Communication bandwidth is an important consideration in multi-robot exploration, where information exchange among robots is critical. While existing methods typically aim to reduce communication throughput, they either require significant computation or significantly compromise exploration efficiency. In this work, we propose a deep reinforcement learning framework based on communication and privileged reinforcement learning to achieve a significant reduction in bandwidth consumption, while minimally sacrificing exploration efficiency. Specifically, our approach allows robots to learn to embed the most salient information from their individual belief (partial map) over the environment into fixed-sized messages. Robots then reason about their own belief as well as received messages to distributedly explore the environment while avoiding redundant work. In doing so, we employ privileged learning and learned attention mechanisms to endow the critic (i.e., teacher) network with ground truth map knowledge to effectively guide the policy (i.e., student) network during training. Compared to relevant baselines, our model allows the team to reduce communication by up to two orders of magnitude, while only sacrificing a marginal 2.4\% in total travel distance, paving the way for efficient, distributed multi-robot exploration in bandwidth-limited scenarios.

Figures (5)

• Figure 1: Example application of our approach to a multi-robot exploration task in a bandwidth-constrained environment (here, underwater).
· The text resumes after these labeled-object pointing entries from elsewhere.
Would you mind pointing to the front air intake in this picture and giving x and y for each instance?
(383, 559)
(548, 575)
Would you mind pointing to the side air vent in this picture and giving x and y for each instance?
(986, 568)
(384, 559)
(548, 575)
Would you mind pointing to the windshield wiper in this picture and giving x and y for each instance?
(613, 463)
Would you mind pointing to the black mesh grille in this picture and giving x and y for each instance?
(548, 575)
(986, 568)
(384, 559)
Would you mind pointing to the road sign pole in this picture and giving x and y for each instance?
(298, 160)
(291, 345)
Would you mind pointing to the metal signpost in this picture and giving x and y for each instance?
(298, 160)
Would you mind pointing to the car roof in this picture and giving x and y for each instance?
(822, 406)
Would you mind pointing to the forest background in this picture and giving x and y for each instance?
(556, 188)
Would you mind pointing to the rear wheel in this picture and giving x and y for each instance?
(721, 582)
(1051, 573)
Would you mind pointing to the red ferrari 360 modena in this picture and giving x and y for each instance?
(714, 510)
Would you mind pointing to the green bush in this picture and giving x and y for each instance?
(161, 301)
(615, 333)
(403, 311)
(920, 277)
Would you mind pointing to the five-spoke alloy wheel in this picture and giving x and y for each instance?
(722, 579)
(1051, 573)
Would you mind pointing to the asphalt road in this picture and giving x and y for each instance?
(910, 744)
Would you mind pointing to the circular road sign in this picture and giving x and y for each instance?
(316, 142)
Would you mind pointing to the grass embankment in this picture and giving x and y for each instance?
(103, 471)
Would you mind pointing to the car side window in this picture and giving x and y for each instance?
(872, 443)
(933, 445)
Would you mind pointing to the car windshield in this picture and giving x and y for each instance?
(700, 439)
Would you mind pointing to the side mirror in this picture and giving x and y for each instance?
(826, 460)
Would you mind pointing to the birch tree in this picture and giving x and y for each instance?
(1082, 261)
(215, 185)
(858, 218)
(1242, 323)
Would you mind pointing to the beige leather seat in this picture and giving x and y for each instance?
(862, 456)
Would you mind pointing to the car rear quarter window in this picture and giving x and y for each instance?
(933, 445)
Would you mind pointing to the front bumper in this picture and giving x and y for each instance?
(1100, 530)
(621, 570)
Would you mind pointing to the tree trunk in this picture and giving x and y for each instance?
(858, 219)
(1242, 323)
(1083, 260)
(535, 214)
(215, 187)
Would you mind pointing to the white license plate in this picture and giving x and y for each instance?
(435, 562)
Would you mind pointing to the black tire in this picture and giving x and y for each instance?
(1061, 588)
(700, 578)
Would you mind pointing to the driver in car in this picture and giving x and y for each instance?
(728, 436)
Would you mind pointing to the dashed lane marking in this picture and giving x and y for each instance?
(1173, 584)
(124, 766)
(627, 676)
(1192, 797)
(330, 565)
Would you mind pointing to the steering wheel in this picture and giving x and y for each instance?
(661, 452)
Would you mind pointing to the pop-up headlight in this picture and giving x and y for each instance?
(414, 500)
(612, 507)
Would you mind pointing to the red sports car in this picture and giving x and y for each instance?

• Figure 2: Architecture of our policy and critic networks.
• Figure 3: Observation structure for our policy and critic networks. The left part is the ground truth observation used in our critic network, while the four plots on the right respectively represent the partial observations used as input to the robots' policy networks. The large dots in red, blue, yellow, and green represent the current position of the robots, while the smaller nodes' varying colors denote varying exploration utility. We omit the depiction of the collision-free graph edges for visualization purposes.
• Figure 4: The ablation of Privileged Learning. Both models have been trained for 20,000 episodes to converge. A lower travel distance signifies better model performance.
• Figure 5: examples maps from our testing set.